South Africa’s Worn Windfall Welcome
South African equities rose 15 percent on the MSCI index in 2012 on positive foreign fund engagement despite the December ANC leadership battle where President Zuma was challenged by his former deputy, who was subsequently replaced upon defeat by wealthy business executive Ramaphosa as the gathering urged a “resources rent tax” previously put at 50 percent for strategic industries like mining. The party backed away from more aggressive expropriation calls and vowed not to be reckless with its “bold state intervention.” Ramaphosa’s seat on the board of beleaguered miner Lonmin was also attacked by labor activists who accuse the company of safety abuses and illegal dismissals after a lengthy strike.

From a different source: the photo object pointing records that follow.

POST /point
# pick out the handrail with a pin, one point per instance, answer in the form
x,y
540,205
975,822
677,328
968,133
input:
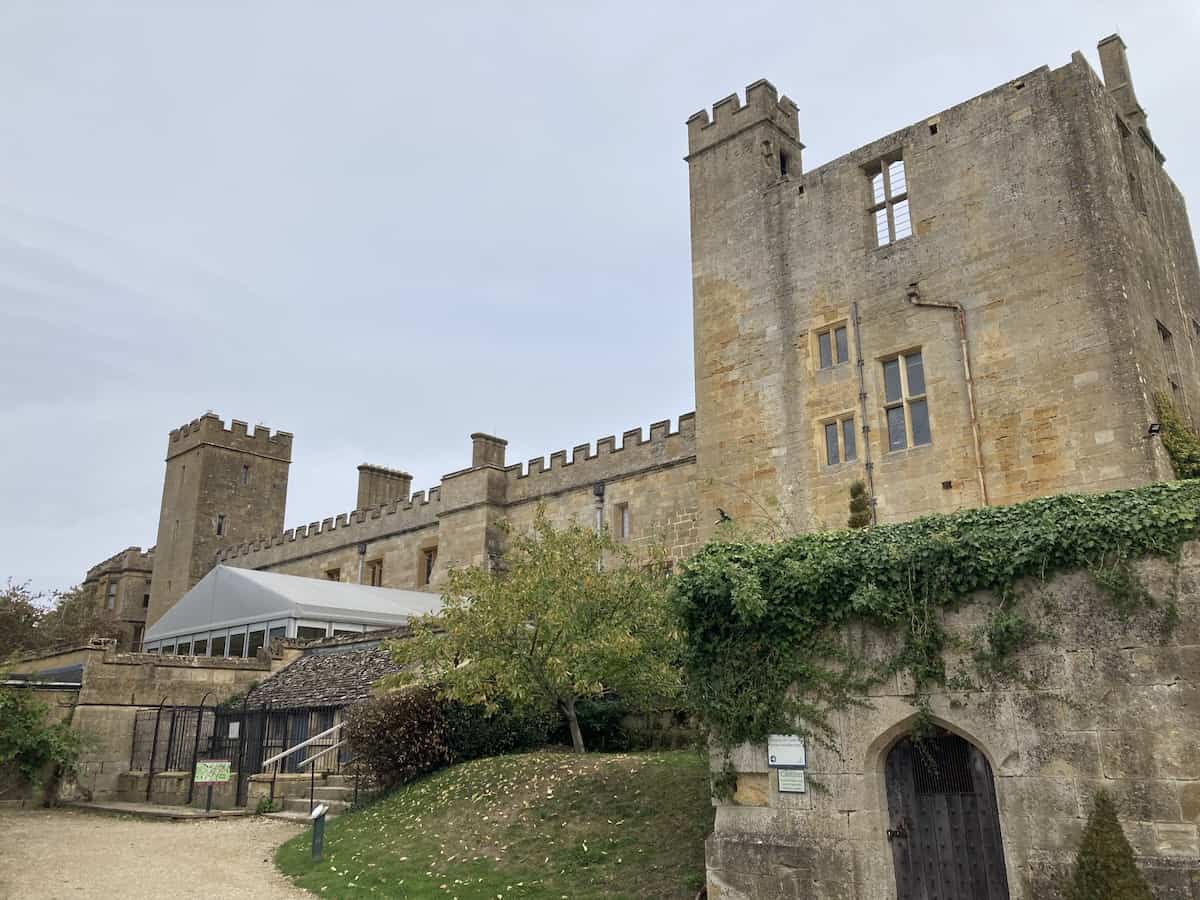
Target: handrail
x,y
315,756
303,743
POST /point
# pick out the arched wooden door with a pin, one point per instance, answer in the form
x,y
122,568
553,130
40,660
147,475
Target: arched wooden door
x,y
942,821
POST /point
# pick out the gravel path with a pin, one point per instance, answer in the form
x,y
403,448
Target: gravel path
x,y
61,853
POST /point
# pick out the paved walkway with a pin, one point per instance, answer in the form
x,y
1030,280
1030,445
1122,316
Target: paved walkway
x,y
66,853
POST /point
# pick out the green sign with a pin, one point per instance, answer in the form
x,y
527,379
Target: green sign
x,y
211,772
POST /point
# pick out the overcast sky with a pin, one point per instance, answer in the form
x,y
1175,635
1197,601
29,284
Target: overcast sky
x,y
384,226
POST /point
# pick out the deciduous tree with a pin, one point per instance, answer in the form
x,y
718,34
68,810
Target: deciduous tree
x,y
571,615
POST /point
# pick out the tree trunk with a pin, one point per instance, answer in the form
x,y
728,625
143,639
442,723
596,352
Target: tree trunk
x,y
574,724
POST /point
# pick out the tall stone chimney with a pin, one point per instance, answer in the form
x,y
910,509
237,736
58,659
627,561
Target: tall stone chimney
x,y
486,450
1119,81
378,485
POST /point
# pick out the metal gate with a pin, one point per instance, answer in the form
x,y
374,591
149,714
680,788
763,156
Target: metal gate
x,y
945,826
173,738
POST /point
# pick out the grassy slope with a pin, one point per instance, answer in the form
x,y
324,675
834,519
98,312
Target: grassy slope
x,y
541,825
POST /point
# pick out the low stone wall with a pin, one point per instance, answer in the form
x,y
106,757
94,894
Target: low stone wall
x,y
171,790
1105,705
117,685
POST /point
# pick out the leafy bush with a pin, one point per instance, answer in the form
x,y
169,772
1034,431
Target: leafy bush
x,y
1181,442
762,619
412,732
28,744
1104,865
400,736
472,733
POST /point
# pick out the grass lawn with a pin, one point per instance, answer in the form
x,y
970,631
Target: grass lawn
x,y
540,825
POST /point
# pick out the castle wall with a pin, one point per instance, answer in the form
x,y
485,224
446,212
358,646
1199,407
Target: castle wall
x,y
1107,705
222,486
115,685
652,471
131,571
1015,201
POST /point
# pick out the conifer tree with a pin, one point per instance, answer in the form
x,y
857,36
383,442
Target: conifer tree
x,y
1104,865
859,507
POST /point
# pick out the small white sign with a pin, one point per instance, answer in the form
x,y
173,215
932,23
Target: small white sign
x,y
792,781
786,751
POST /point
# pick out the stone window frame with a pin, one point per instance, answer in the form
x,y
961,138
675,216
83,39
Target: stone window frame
x,y
622,521
831,329
895,223
426,563
1171,361
905,401
839,420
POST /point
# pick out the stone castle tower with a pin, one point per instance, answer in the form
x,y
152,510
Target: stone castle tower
x,y
221,487
973,310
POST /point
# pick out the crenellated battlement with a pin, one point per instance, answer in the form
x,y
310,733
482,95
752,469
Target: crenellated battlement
x,y
360,525
587,465
730,117
640,450
210,429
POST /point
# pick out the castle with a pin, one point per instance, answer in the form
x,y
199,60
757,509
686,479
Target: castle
x,y
977,309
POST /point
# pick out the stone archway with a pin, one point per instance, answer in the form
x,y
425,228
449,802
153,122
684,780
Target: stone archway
x,y
943,825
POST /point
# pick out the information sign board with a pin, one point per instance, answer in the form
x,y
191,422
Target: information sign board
x,y
792,781
786,751
213,772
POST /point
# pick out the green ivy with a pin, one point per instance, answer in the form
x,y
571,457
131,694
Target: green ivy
x,y
1181,442
760,619
28,743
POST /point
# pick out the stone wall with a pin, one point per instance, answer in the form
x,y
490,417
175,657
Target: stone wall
x,y
1024,215
652,472
130,571
117,685
222,486
1107,705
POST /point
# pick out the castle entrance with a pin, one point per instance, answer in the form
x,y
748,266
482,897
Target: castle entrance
x,y
942,821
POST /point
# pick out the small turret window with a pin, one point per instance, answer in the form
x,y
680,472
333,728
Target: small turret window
x,y
889,203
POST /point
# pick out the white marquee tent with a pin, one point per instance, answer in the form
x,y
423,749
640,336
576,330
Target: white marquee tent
x,y
233,612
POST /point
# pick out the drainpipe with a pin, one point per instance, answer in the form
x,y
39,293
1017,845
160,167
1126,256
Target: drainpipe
x,y
915,299
862,407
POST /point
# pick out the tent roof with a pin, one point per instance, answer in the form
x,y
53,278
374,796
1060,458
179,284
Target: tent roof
x,y
228,597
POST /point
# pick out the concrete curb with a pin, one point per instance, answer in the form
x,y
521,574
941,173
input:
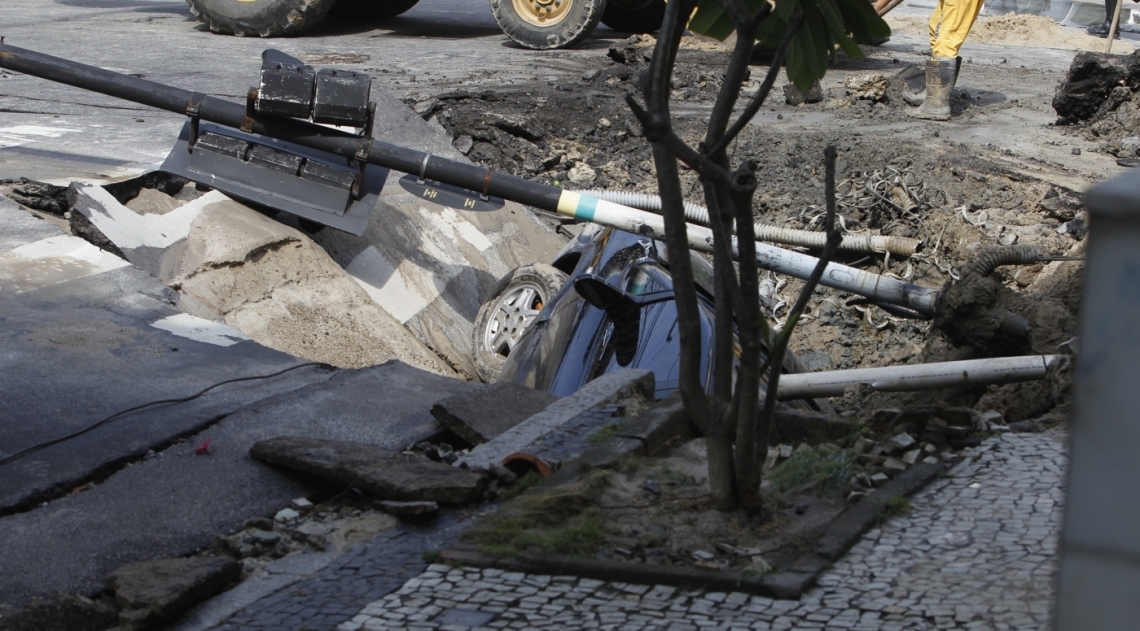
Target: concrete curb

He is also chair of pan-continental telecoms giant MTN and Standard Bank, and while criticized for benefiting from black economic empowerment mandates his close relationship with Nelson Mandela, who experienced a sickness bout over the period, promoted the vice president candidacy. The President was dogged by a new controversy over home province spending as he appealed for unity after easily winning internal re-election ahead of the next national contest in 2014, when he may not seek another term as the century-old movement emphasizes fresh personnel and policies to ensure its legacy and age and investigations take their toll. After the vote he lambasted the notion that recent credit downgrades meant the country was “falling apart” and pointed to specific growth and job creation plans even as the wave of wildcat mine violence cost billions of dollars in direct and indirect losses. The sovereign rating is still investment-grade but the outlook is negative from the three main agencies on weaker public finances and increased social strife. Q4 saw recession and 2013 will repeat sleepy 2.5 percent GDP growth as official unemployment again teeters at 25 percent. Inflation remains stubborn at 5 percent on food and currency causes as the current account deficit is at a 5-year high near 7 percent of output. Fixed-income inflows have surged since entry into world bond indices, but public debt approaching 45 percent of GDP has introduced caution especially with a big infrastructure program underway to relieve housing, power, highway and sanitation shortages and provide employment.
The banking sector has come under scrutiny with almost half of consumers reporting impairment and the regulator describing a “ridiculous” expansion of unsecured lending which has tripled in recent years to one-tenth the total. Borrowing rates can be 30 percent and to collect banks have used court orders to attach worker wages in the absence of other relief measures. A range of smaller specialized providers have joined the “big four” in the personal, credit card and overdraft push. The problem could blemish the middle-class story propounded by the World Bank and private analysts ,with the continent’s per capita-income now estimated at over $1500 and average GDP growth leading developing regions at almost 6 percent in a good news windfall.